The new revision provides detailed guidance on data processing as well as the use of automated systems in CT. In order to produce reliable CT results, considerable attention is given to data integrity and quality, and to controlling the protection of computerized systems in CT throughout the life cycle
- risk-based approach and clear allocation of responsibilities: it is recommended to use a risk-based approach at all stages of the CT from planning to completion.
Potential impact of the new version of GCP on Russia and the EAEU.

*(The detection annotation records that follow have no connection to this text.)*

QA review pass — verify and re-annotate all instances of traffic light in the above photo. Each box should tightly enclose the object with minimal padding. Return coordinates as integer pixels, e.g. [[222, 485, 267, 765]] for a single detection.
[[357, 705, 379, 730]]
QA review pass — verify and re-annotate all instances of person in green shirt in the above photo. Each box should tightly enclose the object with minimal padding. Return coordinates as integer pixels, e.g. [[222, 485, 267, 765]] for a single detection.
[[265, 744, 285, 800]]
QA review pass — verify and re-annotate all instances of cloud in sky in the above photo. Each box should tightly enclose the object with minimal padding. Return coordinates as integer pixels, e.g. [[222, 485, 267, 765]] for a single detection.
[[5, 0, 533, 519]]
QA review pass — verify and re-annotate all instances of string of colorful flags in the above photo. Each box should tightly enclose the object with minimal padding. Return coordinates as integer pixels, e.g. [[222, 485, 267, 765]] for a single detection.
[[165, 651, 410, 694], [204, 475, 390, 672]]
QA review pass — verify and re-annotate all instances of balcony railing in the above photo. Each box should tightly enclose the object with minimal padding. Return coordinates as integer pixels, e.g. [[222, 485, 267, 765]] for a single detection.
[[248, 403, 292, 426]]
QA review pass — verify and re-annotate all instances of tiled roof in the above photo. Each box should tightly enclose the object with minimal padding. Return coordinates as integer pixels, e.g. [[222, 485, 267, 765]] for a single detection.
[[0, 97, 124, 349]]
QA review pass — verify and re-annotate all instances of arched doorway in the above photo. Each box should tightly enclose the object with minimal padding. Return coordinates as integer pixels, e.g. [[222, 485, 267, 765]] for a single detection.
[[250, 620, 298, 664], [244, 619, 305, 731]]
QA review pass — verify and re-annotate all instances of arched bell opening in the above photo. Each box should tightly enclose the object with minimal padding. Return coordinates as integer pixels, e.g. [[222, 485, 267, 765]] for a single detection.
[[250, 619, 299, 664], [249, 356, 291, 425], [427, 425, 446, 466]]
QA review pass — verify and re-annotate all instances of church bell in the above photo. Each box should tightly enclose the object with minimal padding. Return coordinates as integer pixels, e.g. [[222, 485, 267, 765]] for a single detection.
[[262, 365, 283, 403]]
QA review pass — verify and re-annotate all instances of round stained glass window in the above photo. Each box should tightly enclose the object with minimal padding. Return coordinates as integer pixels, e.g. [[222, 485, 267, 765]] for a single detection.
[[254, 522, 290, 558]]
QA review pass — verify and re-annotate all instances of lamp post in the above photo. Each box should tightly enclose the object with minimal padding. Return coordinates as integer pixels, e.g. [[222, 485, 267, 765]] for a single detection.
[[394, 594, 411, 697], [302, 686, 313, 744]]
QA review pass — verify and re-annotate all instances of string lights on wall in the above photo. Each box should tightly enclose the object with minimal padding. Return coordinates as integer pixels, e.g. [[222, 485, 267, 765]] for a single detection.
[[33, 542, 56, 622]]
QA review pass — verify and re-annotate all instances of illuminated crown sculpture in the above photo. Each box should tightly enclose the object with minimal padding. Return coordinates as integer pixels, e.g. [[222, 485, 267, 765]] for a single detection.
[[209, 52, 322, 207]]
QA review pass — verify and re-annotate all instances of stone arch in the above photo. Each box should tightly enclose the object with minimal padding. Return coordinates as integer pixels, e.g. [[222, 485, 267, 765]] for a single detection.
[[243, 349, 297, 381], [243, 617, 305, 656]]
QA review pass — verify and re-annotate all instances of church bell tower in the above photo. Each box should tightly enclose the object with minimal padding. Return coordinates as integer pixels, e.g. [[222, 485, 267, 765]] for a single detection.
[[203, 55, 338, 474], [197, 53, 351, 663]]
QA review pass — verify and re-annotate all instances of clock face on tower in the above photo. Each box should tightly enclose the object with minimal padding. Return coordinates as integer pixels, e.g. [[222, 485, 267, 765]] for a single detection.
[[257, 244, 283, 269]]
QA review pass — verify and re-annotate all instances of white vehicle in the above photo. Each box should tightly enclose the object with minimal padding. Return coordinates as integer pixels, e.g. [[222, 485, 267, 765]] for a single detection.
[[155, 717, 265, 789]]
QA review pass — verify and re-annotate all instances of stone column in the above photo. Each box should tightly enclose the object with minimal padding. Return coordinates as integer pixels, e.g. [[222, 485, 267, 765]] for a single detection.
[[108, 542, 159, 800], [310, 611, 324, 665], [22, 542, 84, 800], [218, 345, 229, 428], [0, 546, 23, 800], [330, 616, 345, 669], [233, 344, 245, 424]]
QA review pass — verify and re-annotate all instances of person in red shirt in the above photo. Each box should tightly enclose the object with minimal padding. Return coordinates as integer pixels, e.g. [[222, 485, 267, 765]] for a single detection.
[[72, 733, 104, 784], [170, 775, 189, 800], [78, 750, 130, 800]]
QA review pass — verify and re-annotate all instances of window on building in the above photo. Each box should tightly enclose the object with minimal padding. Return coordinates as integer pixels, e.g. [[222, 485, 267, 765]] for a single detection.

We would also like to remind you that from 01.09.2024 in order to harmonise national regulation with the EAEU legislation in the Russian Federation the national rules of good clinical practice were cancelled (Order of the Ministry of Health of Russia from 29.05.2024 № 274n). At the level of EAEU regulation, the EAEU Rules of Good Clinical Practice are in force2, which are subject to regular review in case of changes in international rules for conducting CTs.
The Concept of Development of the Common Market of Medicines, approved by Decision of the EEC Council No. 19 of 21.02.20253, supports ongoing to harmonise EAEU legislation with international approaches to regulation of the pharmaceutical industry in order to ensure the optimal market entry of safe, effective and high-quality medicines. The integral system of good pharmaceutical practices of the EAEU, which ensures the unity of regulation of the main stages of the life cycle of medicinal products, is formed and harmonised with the practices of the WHO, ICH, OECD and the European Union (EU).
Thus, the new edition of GCP ICH E6 R(3) will be taken into account by the EEC – a corresponding draft amendment to the EAEU Rules of Good Clinical Practice should be expected. Despite the retention of key concepts, in connection with the upcoming entry into force of GCP ICH E6 R(3), sponsors, investigators and CROs should review their documented procedures for the participation, organisation and conduct of clinical trials in order to bring their current processes into line with the new rules.
1ICH E6 Good clinical practice - Scientific guideline | European Medicines Agency (EMA).
2Decision of the EEC Council of 03.11.2016 No. 79 "On the Approve of the Rules of Good Clinical Practice of the Eurasian Economic Union".
3Decision of the EEC Council of 21.02.2025 No. 19 "On the Draft Order of the Eurasian Intergovernmental Council "On the Concept of Development of the Common Market of Medicines within the Eurasian Economic Union".